Takata Shares Fall; Bidders Said to Mull Bankruptcy Option

  • Bankruptcy may result in low repayment to bondholders: analyst
  • Suitors for air-bag maker said to include Carlyle, KKR

Takata Bidders Said to Mull Bankruptcy Possibility

Takata Corp. shares fell 12 percent in Tokyo trading as bidders for the air-bag maker were said to consider the possibility of some form of bankruptcy proceedings for the Japanese company behind the auto industry’s biggest ever safety recall.

The shares posted their biggest decline since March 30 to 374 yen on Tuesday. The drop was the biggest on the benchmark Topix index and reduced the company’s market value to 31.1 billion yen ($305 million).
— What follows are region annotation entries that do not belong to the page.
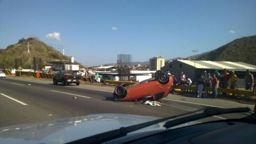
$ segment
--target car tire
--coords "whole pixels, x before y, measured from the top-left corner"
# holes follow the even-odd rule
[[[159,74],[157,80],[160,84],[165,84],[169,82],[169,76],[167,74],[163,72]]]
[[[164,72],[162,70],[157,70],[156,72],[155,73],[155,77],[156,77],[156,78],[158,78],[159,74],[161,72]]]
[[[62,86],[66,86],[66,81],[65,81],[65,80],[63,79],[62,80]]]
[[[125,93],[125,89],[122,86],[117,86],[115,88],[115,93],[118,96],[122,96]]]
[[[52,80],[52,81],[53,82],[53,84],[58,84],[58,82],[57,82],[57,81],[56,81],[56,80],[54,78],[53,79],[53,80]]]

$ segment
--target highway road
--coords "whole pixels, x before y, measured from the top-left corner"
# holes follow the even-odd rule
[[[112,101],[114,88],[84,84],[63,86],[59,83],[54,85],[51,81],[10,77],[0,78],[0,127],[93,114],[122,113],[164,117],[209,107],[252,108],[254,106],[171,94],[161,100],[161,106],[114,102]],[[244,116],[227,115],[204,120]]]

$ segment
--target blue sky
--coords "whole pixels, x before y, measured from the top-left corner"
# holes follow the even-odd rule
[[[0,48],[36,36],[86,66],[214,50],[256,34],[256,0],[0,0]]]

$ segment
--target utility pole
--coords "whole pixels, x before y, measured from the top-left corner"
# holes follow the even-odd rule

Bidders for Tokyo-based Takata have been asked to submit their proposals by early this week, and suitors include Carlyle Group LP, which is working with Chinese-owned air-bag manufacturer Key Safety Systems Inc.; Daicel Corp., a Japanese manufacturer of air-bag inflators that’s jointly bidding with Bain Capital; and KKR & Co., according to people familiar with the matter. Some of the bidders are considering the possibility of bankruptcy proceedings for Takata as an option to mitigate liabilities, the people said, asking not to be identified because the deliberations are confidential.

Takata spokesman Toyohiro Hishikawa declined to comment. The company aims to shortlist two to three candidates by October, said the people, who asked not to be identified because the information is confidential.

Pursuing bankruptcy could result in very low repayment to debt holders, Nobuhiko Anbiru, a senior credit analyst at Mitsubishi UFJ Morgan Stanley, wrote in a report Tuesday. While bondholders have been repaid about 10 percent in recent bankruptcy cases in Japan, Takata’s car-making customers and sponsors may agree to support Takata and the notes could be redeemed at maturity, he wrote.

A person with knowledge of the restructuring process said in May that Takata would seek to avoid bankruptcy and instead look for buyers that could take a controlling stake and carry the company through its crisis.

The sale will be closely scrutinized by the world’s largest automakers, which will spend the next several years recalling air-bag inflators that can rupture and shoot deadly shards at vehicle occupants. Takata set up a committee in February that’s been negotiating with its car-making customers, led by Honda Motor Co., on the costs related to replacing the defective parts linked to as many as 15 deaths worldwide.

Almost 70 million Takata airbag inflators are scheduled for replacement between now and 2019, the largest and most complex auto-safety recall in U.S. history. The company faces billions in potential recall costs should automakers not agree to forgive the debts.